One could guess that drug companies may start profiting less from people with specific conditions and more from everyday people. The off-prescription Adderall boom (for everything from finishing a tight work deadline to cleaning one’s house) already shows a movement in this direction, and lobbyists will probably find a way, eventually, to legally push everyday enhancers to otherwise healthy people. You also might expect a boom in the sleep industry (again, already happening), first towards non-prescription sleep aids becoming more common and, eventually, ways to decrease the amount of sleep one needs, as sleep is the ultimate everyday limitation on our capacities.

As these trends continue, doing too little will likely continue to be seen as something blameworthy: iflaw enforcers prosecute the Maryland couple for neglect, then doing too little will be enough of a crime for legal sanction, as when adultery was considered an egregious enough private-life violation for government prosecution. And we can expect a continued rise in presumed (and felt) guilt for doing too little, for wasting time. But just as Victorian-era sexual repression led to weird sublimations of the sex-instinct, you could expect extreme corrections to continue: sensory deprivation chambers, outlandishly expensive spas, and the like. As the law becomes more extreme, so does the trespass.

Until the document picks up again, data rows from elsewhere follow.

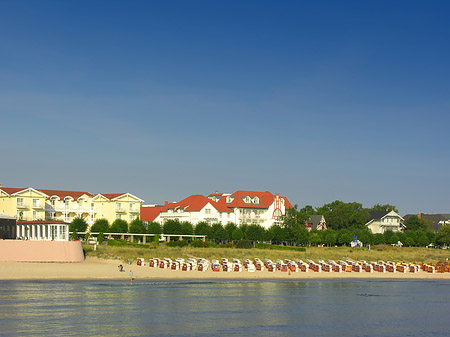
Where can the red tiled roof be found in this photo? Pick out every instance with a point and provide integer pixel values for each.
(265, 199)
(112, 196)
(149, 213)
(193, 203)
(63, 194)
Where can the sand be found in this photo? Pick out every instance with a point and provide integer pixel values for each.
(97, 269)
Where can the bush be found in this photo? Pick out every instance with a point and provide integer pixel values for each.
(121, 242)
(246, 244)
(277, 247)
(179, 243)
(199, 244)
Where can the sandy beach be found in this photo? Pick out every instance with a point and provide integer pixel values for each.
(96, 269)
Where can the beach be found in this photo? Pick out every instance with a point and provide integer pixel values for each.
(101, 269)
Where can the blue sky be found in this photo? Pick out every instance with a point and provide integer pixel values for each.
(315, 100)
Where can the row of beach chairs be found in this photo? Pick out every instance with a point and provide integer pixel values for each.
(235, 265)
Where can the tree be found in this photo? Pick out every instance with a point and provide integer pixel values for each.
(302, 236)
(230, 228)
(100, 226)
(237, 234)
(382, 208)
(255, 232)
(218, 233)
(329, 237)
(119, 226)
(78, 225)
(415, 223)
(187, 228)
(203, 228)
(154, 228)
(443, 235)
(137, 227)
(344, 237)
(346, 215)
(172, 227)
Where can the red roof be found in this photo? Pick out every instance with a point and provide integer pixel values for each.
(63, 194)
(265, 199)
(193, 203)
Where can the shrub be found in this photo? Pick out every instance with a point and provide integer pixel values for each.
(246, 244)
(179, 243)
(199, 244)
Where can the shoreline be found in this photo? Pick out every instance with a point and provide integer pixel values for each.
(94, 269)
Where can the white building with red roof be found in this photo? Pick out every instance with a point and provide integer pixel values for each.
(30, 204)
(241, 207)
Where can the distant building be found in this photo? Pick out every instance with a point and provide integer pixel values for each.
(316, 222)
(381, 221)
(7, 227)
(437, 220)
(29, 204)
(241, 207)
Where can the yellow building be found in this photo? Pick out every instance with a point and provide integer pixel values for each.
(30, 204)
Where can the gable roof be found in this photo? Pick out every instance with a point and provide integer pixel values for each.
(64, 194)
(265, 199)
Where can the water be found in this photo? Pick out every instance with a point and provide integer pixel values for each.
(226, 308)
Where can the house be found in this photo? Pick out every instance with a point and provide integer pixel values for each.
(250, 207)
(437, 220)
(316, 222)
(381, 221)
(194, 209)
(30, 204)
(240, 207)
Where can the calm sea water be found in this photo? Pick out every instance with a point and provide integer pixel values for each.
(226, 308)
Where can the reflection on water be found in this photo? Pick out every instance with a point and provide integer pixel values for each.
(263, 308)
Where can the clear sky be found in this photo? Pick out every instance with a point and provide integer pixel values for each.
(315, 100)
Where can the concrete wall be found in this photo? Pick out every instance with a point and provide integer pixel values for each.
(41, 251)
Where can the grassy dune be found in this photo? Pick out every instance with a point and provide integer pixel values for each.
(386, 253)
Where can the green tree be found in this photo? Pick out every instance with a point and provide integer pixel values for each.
(382, 208)
(302, 236)
(172, 227)
(344, 237)
(137, 227)
(154, 228)
(443, 235)
(314, 238)
(218, 233)
(78, 225)
(329, 237)
(378, 239)
(237, 234)
(187, 228)
(100, 226)
(422, 238)
(415, 223)
(203, 228)
(119, 226)
(230, 228)
(255, 232)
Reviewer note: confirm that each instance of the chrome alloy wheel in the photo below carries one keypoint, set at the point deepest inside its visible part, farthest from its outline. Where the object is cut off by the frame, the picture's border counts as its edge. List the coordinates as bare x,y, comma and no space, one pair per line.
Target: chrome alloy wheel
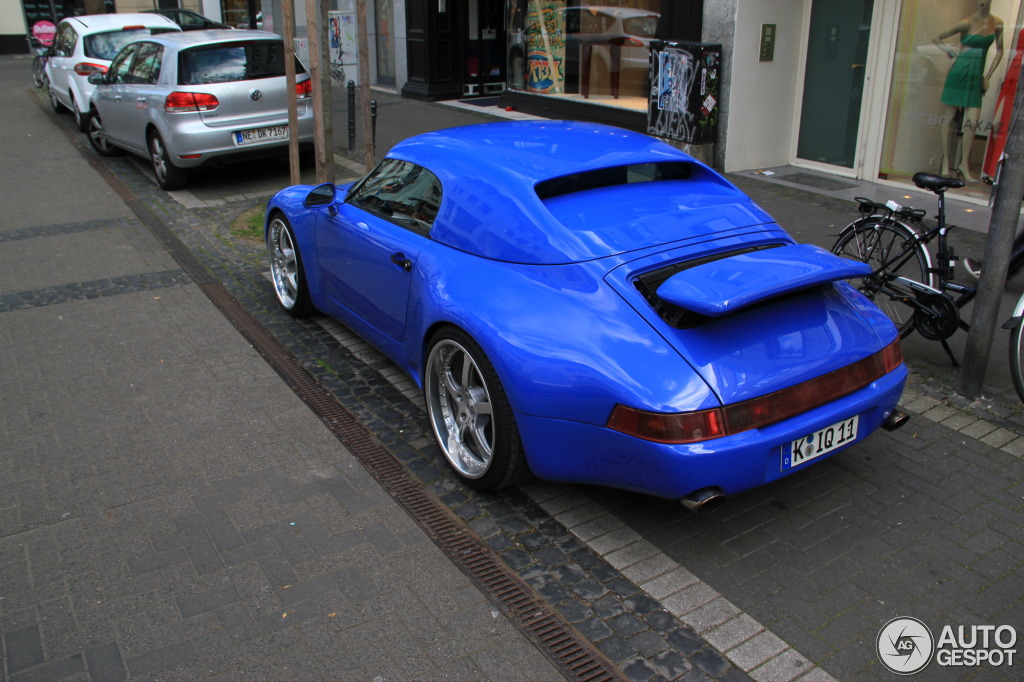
284,264
160,161
460,409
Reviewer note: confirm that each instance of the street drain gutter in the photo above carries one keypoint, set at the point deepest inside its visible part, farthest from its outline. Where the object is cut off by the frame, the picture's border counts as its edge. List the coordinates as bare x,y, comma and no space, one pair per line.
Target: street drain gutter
567,650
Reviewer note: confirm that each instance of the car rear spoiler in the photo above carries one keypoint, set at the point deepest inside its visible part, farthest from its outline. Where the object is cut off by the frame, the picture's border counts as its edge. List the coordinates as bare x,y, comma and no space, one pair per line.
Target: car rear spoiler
724,286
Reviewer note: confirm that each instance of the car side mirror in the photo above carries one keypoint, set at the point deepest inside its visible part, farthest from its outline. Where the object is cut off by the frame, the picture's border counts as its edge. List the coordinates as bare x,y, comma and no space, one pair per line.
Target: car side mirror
323,195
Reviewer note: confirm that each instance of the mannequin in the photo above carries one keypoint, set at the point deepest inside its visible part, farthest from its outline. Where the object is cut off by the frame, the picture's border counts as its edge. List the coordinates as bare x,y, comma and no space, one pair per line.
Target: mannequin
968,78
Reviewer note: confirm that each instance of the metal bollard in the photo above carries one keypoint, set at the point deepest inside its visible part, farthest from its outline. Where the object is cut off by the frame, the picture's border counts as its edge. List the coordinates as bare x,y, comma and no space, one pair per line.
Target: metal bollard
351,115
373,121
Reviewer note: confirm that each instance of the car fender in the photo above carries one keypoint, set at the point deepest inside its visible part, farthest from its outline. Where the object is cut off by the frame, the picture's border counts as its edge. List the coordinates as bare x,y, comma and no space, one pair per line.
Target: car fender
551,332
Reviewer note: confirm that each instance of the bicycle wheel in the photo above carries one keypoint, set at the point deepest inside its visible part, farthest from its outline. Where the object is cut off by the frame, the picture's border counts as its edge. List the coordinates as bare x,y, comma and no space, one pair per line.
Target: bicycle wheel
39,71
889,247
1016,326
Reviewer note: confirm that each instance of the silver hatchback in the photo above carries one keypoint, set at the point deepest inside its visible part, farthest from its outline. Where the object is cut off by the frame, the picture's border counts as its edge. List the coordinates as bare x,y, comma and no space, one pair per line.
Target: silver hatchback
200,97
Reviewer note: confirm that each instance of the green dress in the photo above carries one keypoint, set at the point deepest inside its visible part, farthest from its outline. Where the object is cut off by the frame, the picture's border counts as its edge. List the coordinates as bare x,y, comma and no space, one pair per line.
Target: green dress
964,82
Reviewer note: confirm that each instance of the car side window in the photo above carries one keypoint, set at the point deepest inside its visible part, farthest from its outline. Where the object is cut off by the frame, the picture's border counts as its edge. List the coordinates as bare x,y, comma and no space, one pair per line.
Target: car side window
401,193
146,67
121,67
66,41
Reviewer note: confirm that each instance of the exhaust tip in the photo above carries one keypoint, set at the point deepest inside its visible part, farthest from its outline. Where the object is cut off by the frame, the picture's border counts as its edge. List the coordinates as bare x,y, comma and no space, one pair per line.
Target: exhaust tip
895,420
705,500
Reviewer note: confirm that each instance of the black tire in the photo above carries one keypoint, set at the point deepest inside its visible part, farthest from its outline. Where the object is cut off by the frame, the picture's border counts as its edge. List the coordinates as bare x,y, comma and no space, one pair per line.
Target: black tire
168,175
39,71
881,243
97,136
286,268
54,102
1017,348
81,120
470,414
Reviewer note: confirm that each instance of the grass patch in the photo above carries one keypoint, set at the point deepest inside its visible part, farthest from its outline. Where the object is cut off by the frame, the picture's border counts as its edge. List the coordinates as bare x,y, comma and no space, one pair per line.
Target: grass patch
249,225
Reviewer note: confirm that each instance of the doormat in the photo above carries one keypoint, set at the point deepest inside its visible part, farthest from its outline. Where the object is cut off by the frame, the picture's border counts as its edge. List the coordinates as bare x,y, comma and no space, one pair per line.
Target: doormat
481,101
817,181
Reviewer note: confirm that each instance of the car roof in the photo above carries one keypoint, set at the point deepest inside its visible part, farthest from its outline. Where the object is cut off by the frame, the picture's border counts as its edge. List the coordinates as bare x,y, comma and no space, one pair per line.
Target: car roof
491,206
211,36
98,23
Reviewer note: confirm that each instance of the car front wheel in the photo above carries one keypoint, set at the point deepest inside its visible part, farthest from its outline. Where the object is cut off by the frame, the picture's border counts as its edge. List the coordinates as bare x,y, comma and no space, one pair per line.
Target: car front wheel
470,414
169,176
97,136
286,268
81,119
54,102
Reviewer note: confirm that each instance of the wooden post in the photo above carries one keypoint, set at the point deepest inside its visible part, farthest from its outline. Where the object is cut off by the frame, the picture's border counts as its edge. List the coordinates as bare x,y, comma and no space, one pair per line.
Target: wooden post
293,105
368,134
328,90
998,246
315,38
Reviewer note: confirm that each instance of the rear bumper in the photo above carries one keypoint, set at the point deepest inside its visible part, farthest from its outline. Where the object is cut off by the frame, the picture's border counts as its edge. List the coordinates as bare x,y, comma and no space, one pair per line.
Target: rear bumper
579,453
187,136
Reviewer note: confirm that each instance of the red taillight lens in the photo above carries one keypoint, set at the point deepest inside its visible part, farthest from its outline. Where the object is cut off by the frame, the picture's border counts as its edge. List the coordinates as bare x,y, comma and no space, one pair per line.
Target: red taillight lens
189,101
87,68
707,424
677,428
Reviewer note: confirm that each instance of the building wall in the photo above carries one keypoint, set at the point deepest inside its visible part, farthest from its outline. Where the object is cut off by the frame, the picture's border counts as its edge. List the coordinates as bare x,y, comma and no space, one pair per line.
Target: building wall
763,98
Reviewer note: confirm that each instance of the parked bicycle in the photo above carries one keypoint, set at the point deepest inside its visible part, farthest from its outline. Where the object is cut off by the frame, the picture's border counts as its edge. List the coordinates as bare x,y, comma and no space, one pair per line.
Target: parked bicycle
914,293
41,55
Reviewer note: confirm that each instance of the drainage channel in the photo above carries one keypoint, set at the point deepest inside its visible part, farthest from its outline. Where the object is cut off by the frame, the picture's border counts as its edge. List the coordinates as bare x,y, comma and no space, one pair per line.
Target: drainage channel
568,651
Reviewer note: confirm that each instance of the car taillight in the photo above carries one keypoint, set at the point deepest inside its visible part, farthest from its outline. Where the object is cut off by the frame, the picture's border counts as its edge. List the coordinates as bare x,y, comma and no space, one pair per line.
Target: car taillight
707,424
86,68
190,101
626,41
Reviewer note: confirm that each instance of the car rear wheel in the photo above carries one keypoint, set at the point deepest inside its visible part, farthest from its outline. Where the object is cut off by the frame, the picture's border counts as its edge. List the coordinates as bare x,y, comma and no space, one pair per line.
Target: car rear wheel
470,414
97,136
286,268
54,102
169,176
81,120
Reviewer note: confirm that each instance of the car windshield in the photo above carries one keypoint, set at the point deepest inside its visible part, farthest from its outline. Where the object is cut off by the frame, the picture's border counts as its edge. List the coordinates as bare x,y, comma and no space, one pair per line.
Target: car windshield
233,61
107,45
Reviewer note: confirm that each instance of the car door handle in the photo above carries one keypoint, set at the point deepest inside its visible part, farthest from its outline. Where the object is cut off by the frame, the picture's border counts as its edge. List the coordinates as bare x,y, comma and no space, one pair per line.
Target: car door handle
400,260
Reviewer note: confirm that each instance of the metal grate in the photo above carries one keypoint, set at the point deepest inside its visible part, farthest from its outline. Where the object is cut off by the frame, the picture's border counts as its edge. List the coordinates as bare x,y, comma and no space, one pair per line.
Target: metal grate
817,181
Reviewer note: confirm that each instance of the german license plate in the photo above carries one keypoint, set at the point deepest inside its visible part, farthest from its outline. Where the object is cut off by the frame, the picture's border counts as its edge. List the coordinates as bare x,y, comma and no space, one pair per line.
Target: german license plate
260,134
820,442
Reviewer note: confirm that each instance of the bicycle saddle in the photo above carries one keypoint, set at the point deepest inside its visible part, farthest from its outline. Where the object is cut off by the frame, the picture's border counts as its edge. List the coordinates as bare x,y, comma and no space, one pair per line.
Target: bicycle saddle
936,182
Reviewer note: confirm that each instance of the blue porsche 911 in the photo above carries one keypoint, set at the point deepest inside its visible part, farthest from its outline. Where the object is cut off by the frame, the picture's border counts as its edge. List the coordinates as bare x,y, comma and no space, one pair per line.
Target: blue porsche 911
590,304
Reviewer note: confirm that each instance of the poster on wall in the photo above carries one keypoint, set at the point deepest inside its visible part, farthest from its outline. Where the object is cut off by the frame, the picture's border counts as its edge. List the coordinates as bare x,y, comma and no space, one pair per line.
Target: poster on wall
684,91
545,38
343,47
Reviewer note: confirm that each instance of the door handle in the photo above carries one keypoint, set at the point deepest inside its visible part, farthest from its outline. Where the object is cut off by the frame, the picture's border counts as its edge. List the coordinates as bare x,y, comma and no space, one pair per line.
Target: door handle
400,260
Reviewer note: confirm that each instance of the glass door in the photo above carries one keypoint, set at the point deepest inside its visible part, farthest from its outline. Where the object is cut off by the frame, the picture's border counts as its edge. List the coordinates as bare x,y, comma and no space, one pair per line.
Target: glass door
834,82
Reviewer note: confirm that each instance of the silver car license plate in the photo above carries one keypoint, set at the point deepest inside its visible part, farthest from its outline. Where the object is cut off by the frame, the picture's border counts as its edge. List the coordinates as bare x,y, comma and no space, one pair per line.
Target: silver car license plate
820,442
260,135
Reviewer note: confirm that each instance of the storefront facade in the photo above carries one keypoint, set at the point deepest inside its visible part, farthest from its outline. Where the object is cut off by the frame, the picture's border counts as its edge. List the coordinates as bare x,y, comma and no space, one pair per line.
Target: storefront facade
870,89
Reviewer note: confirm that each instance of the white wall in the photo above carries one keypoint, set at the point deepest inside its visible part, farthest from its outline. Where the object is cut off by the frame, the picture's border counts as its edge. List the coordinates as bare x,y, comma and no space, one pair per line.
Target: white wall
12,18
763,96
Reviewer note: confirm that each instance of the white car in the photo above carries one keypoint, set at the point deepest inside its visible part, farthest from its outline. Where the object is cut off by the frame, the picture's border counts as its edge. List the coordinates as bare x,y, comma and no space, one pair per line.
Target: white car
85,45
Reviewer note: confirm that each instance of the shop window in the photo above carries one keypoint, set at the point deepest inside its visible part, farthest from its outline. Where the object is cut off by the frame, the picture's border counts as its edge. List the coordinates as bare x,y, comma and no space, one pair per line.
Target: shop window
597,51
951,91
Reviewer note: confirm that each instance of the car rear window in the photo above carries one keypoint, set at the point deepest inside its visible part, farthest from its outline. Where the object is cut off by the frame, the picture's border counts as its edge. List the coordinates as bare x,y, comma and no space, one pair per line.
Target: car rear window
228,62
107,45
615,175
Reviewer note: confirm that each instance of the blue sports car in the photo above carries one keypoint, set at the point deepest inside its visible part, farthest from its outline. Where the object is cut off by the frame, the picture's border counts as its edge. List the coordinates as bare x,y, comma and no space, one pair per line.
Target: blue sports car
589,304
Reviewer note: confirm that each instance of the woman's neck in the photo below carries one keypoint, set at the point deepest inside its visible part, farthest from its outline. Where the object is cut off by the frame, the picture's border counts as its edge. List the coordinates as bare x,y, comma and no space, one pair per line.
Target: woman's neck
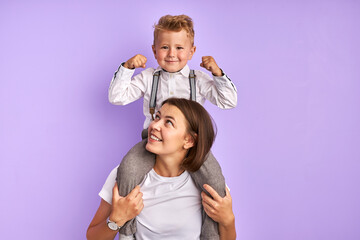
167,167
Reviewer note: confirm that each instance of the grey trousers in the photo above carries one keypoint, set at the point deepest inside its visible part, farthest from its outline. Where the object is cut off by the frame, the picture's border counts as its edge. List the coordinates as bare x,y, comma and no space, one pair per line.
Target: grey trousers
138,162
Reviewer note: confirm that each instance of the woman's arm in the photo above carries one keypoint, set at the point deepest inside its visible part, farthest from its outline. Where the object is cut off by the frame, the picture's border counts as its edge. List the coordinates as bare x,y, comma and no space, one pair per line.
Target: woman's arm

And, finally, failure will probably continue to be praised in web thinkpieces and management seminars, as the one place we are brought face-to-face with our impotentiality, that great impasse with which Agamben thinks we’ve lost touch. To be sure, this too can be fetishized as a stepping-stone to success, and when failure becomes a technique, as in management seminars, we really have lost touch. But I can’t help but think they’re onto something, even if they’re going about it the wrong way. True rest – and even true religion – can come from failure. I remember hearing Mary Karr,in a talk well-worth a listen (below), discussing a total bottoming-out in her life: coming to state in which there was simply nothing more for her to do, as everything she had done up until then had led her to a state of abject paralysis and despair. Though deeply averse to religion, she started praying, not as another self-help technique, but because all techniques had failed: and on those interminable days when ennui migrates from a haze around one’s life to an excruciating condition at the soul’s heart (even to the sundering of soul and spirit, KJV), those long afternoon hours have to pass somehow. It worked, sort of – she now only occasionally wants to kill everyone on the subway.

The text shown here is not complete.